If the $\displaystyle X^4 - 6x^3 + 16x^2 -25x + 10$ is divided by annother polynomial is divided by another polynomial $\displaystyle x^2 - 2x + k$,the reaminder comes out to be $\displaystyle x+a$,find k and a:

2. Go ahead and divide $\displaystyle x^4 - 6x^3 + 16x^2 -25x + 10$ by $\displaystyle x^2 - 2x + k$ using long division.
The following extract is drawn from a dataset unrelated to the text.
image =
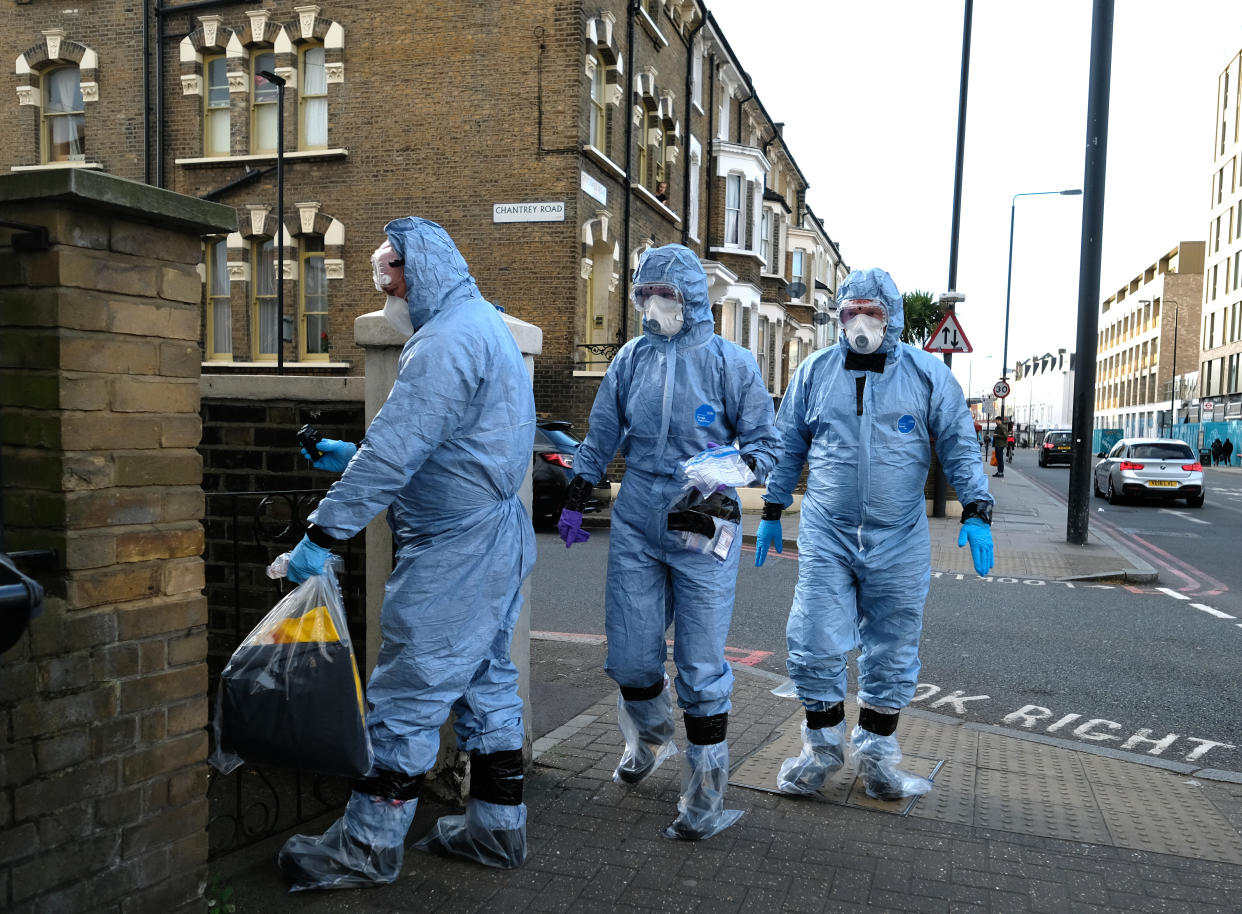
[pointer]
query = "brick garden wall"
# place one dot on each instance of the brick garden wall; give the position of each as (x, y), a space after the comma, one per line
(103, 702)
The remainder is a linear polynomial $\displaystyle f_1(k)x+f_2(k)$ for some expressions $\displaystyle f_1$, $\displaystyle f_2$. On the other hand, the remainder is $\displaystyle x+a$. Therefore, $\displaystyle f_1(k)=1$, from where you can find $\displaystyle k$. Then $\displaystyle a=f_2(k)$.

3. Hello, anshulbshah!

Your wording is weird . . . I'll tke a guess at what you meant.

And emakarov is correct!

$\displaystyle \text{If }\,x^4 - 6x^3 + 16x^2 -25x + 10\,\text{ is divided by }\,x^2 - 2x + k,$

. . $\displaystyle \text{the remainder is: }\;x+a$.

$\displaystyle \text{Find }\,k\text{ and }\,a.$

Long Division:

$\displaystyle \begin{array}{cccccccccccc} &&&&&& x^2 & - & 4x & + & (8-k) \\ & & --&--&--&--&--&--&--&--&--- \\ x^2\!-\12x\!+\!k & | & x^4 &-& 6x^3 &+& 16x^2 &-& 25x &+& 10 \\ && x^4 &-& 2x^3 &+& kx^2 \\ && --&--&--&--&--- \\ &&& - & 4x^3 &+& (16\!-\!k)x^2 &-& 25x \\ &&& - & 4x^3 &+& 8x^2 &-& 4kx \\ &&& --&--&--&---&--&--- \\ &&&&&& (8\!-\!k)x^2 &-& (25\!-\!4k)x &+& 10 \\ &&&&&& (8\!-\!k)x^2 &-& 2(8\!-\!k)x &+& k(8-k) \\ &&&&&& ---&--&---&--&--- \\ &&&&&&&& (2k\!-\!9)x &+& 10-k(8\!-\!k)\end{array}$

We have: .$\displaystyle (2k-9)x + (k^2 - 8k + 10) \;=\;x + a$

Equate coefficients: .$\displaystyle \begin{Bmatrix}2k-9 &=& 1 & [1] \\ k^2-8k+10 &=& a & [2] \end{Bmatrix}$

From [1]: .$\displaystyle 2k-9\:=\:1 \quad\Rightarrow\quad \boxed{k \:=\:5}$

Substitute into [2]: .$\displaystyle a \:=\:5^2 - 8(5) + 10 \quad\Rightarrow\quad \boxed{a \:=\:-5}$

4. Thanks .. Got my mistake
Originally Posted by Soroban
Hello, anshulbshah!

Your wording is weird . . . I'll tke a guess at what you meant.

And emakarov is correct!

Long Division:

$\displaystyle \begin{array}{cccccccccccc} &&&&&& x^2 & - & 4x & + & (8-k) \\ & & --&--&--&--&--&--&--&--&--- \\ x^2\!-\12x\!+\!k & | & x^4 &-& 6x^3 &+& 16x^2 &-& 25x &+& 10 \\ && x^4 &-& 2x^3 &+& kx^2 \\ && --&--&--&--&--- \\ &&& - & 4x^3 &+& (16\!-\!k)x^2 &-& 25x \\ &&& - & 4x^3 &+& 8x^2 &-& 4kx \\ &&& --&--&--&---&--&--- \\ &&&&&& (8\!-\!k)x^2 &-& (25\!-\!4k)x &+& 10 \\ &&&&&& (8\!-\!k)x^2 &-& 2(8\!-\!k)x &+& k(8-k) \\ &&&&&& ---&--&---&--&--- \\ &&&&&&&& (2k\!-\!9)x &+& 10-k(8\!-\!k)\end{array}$

We have: .$\displaystyle (2k-9)x + (k^2 - 8k + 10) \;=\;x + a$

Equate coefficients: .$\displaystyle \begin{Bmatrix}2k-9 &=& 1 & [1] \\ k^2-8k+10 &=& a & [2] \end{Bmatrix}$

From [1]: .$\displaystyle 2k-9\:=\:1 \quad\Rightarrow\quad \boxed{k \:=\:5}$

Substitute into [2]: .$\displaystyle a \:=\:5^2 - 8(5) + 10 \quad\Rightarrow\quad \boxed{a \:=\:-5}$

5. A way to avoid long division -- let:

$\displaystyle \displaystyle \frac{x^4 - 6x^3 + 16x^2 -25x + 10}{x^2 - 2x + k} = (bx^2+cx+d)+\frac{x+a}{x^2 - 2x + k}$

$\displaystyle \displaystyle \Rightarrow {x^4 - 6x^3 + 16x^2 -25x + 10} = (x^2 - 2x + k)(bx^2+cx+d)+(x+a)$

$\displaystyle \displaystyle \Rightarrow {x^4 - 6x^3 + 16x^2 -25x + 10} = bx^4+(c-2b)x^3+(d-2c+kb)x^2+(kc-2d+1)x+kc+a$ $\displaystyle \;\; ^{\bigg\star}$

$\displaystyle ^* b = 1 \;\; \therefore \; c-2b = -6 \Rightarrow c = -4 \;\; \therefore \; d-2c+kb = 16 \Rightarrow d = 8-k [/Math] [Math]\therefore \; kc-2d+1 = -25 \Rightarrow \boxed{k = 5} \;\; \therefore \; d = 8-k \Rightarrow d = 3 \;\; \therefore \; kc+a = 10 \Rightarrow \boxed{a = -5}.$

$\displaystyle \star$ The key at this step is of course to add the x in the remainder with the other x terms.
$\displaystyle *$ We compare the coefficients, of course.